Rules to convene a General Meeting

However, the General Meeting is not only a “corporate body”, but also a procedure for the corporate body to validly adopt corporate resolutions. Normally, the General Meeting must be previously convened in accordance with certain rules:

  1. It will be called by the administrators and, if applicable, by the liquidators of the company. This is the general rule, which is excepted in the cases of Article 169 LSC: (i) when the ordinary meeting is not called by the administrators within the legal or statutory period, it may be called, at the request of any shareholder, by the Counsel for the Administration of Justice or by the Mercantile Registrar of the registered office; or (ii) when the administrators do not respond in a timely manner to the request for a meeting called by the minority, it may also be called by the Counsel for the Administration of Justice or by the Mercantile Registrar of the registered office.

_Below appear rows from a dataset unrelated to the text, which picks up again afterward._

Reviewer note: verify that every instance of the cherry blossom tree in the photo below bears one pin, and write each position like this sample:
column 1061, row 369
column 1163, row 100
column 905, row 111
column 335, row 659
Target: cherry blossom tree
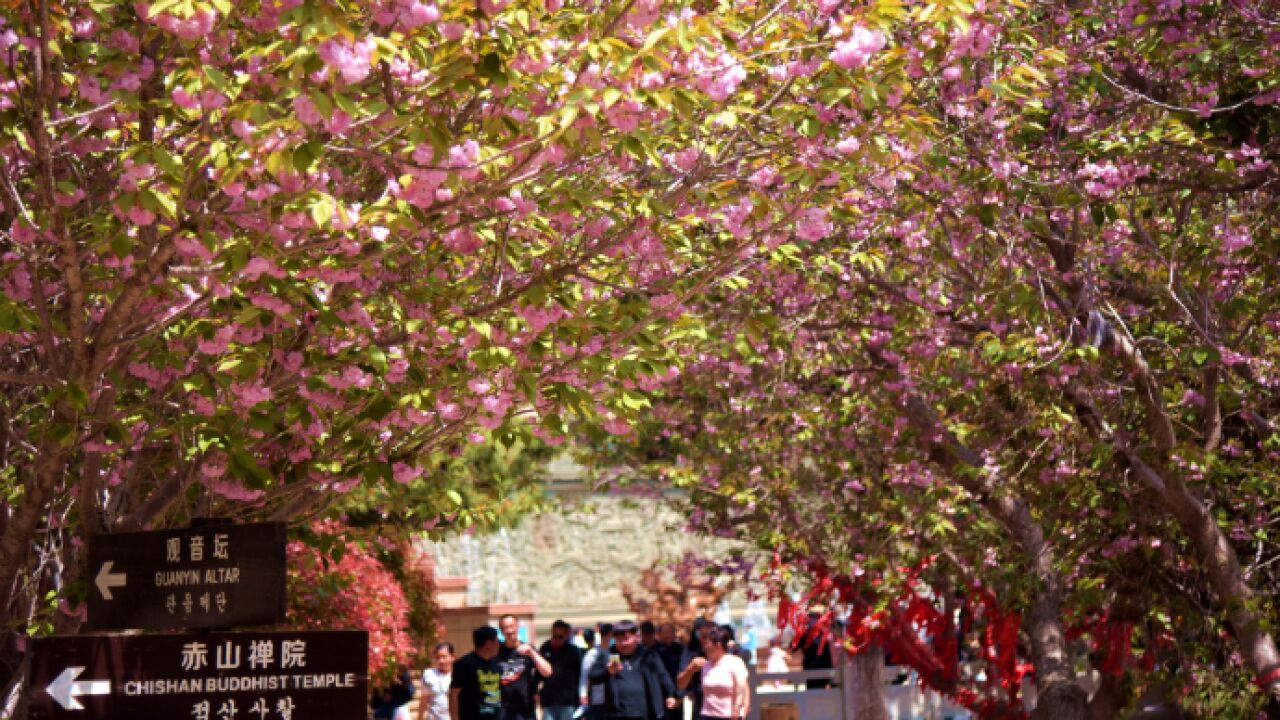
column 259, row 255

  2. Depending on whether the meeting is ordinary or extraordinary, the directors have the “duty” to call the meeting or the “power” to call it (art. 167 LSC). In particular, “the directors must call the general meeting when requested to do so by one or more shareholders representing at least five percent of the share capital, stating in the request the matters to be discussed” (art. 168.I LSC).

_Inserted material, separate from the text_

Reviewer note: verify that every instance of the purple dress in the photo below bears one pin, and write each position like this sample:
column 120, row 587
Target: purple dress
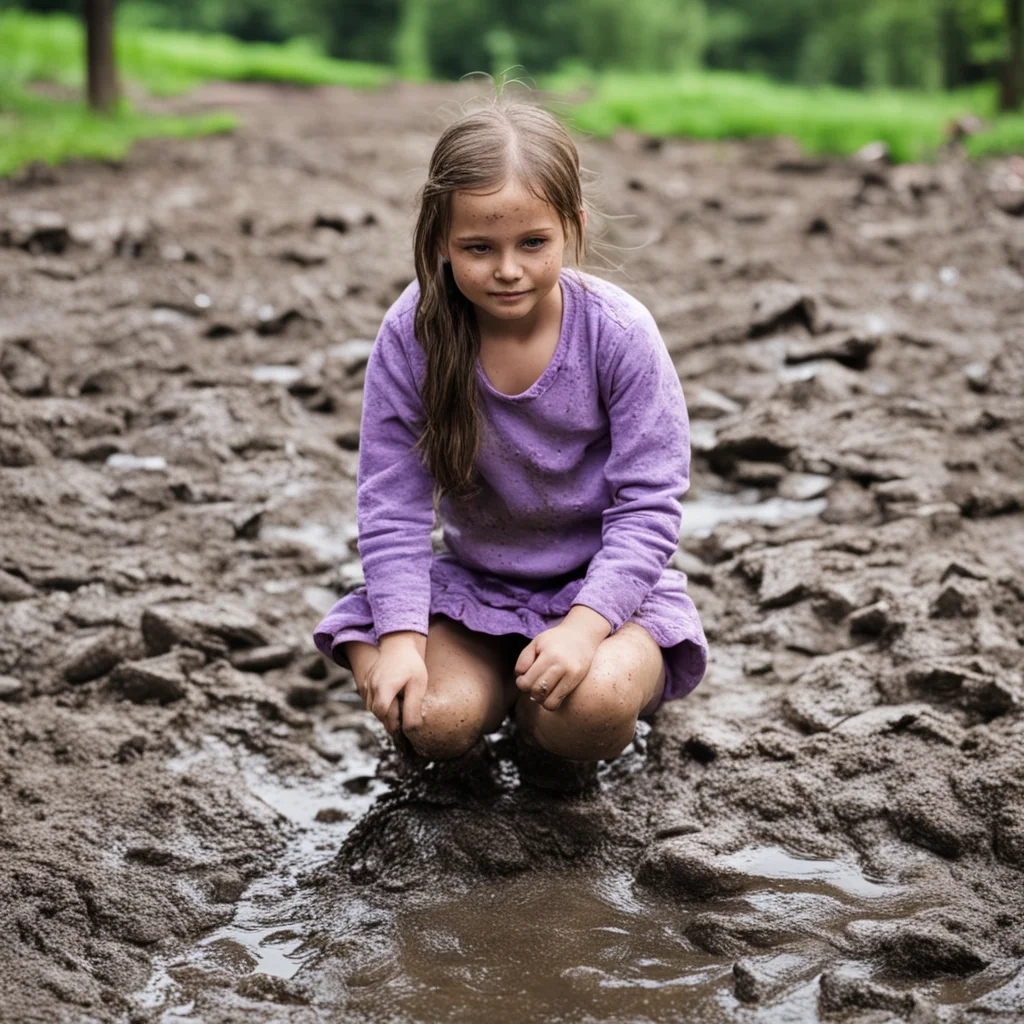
column 581, row 478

  3. The convening of the General Meeting is subject to a series of mandatory requirements, the non-observance of which compromises its legality and the validity of the resolutions that may be finally adopted by the body.
    • Form. The call must be made public by means of an announcement published on the company’s website (art. 11 bis LSC) or, as the case may be, in the BORME and in one of the newspapers with the largest circulation in the province of the company’s registered office (art. 173.1 LSC). The articles of association may, however, establish alternative systems of notice.
    • Content. The notice of meeting has a mandatory minimum content: the agenda, which has a dual informative function and delimits the competence of the meeting. In corporations, the agenda set by the directors may be supplemented or integrated by other matters at the request of shareholders holding 5% of the capital (Art. 172 LSC).
    • Time. It must be held at least one month in advance of the date scheduled for the meeting: (i) in the case of corporations, one month in advance (art. 176.1 LSC); (ii) in the case of limited liability companies, fifteen days in advance (art. 176.2 LSC), except in the case of structural modifications, in which case, the period is increased to one month.
    • Place. The general meeting will be held in the municipal district of the registered office, even when the notice omits the place of the meeting. Although the bylaws may contain a different provision (art. 175 LSC).

4. Waiver of notice (universal meeting). The universal meeting implies a waiver of the notice of meeting. In order for a universal meeting to be validly held, the entire share capital must be in attendance and the attendees must unanimously accept both the holding of the meeting and the matters to be discussed (art. 178.1 LSC) and, although not expressly stated in the law, they must expressly accept the agenda.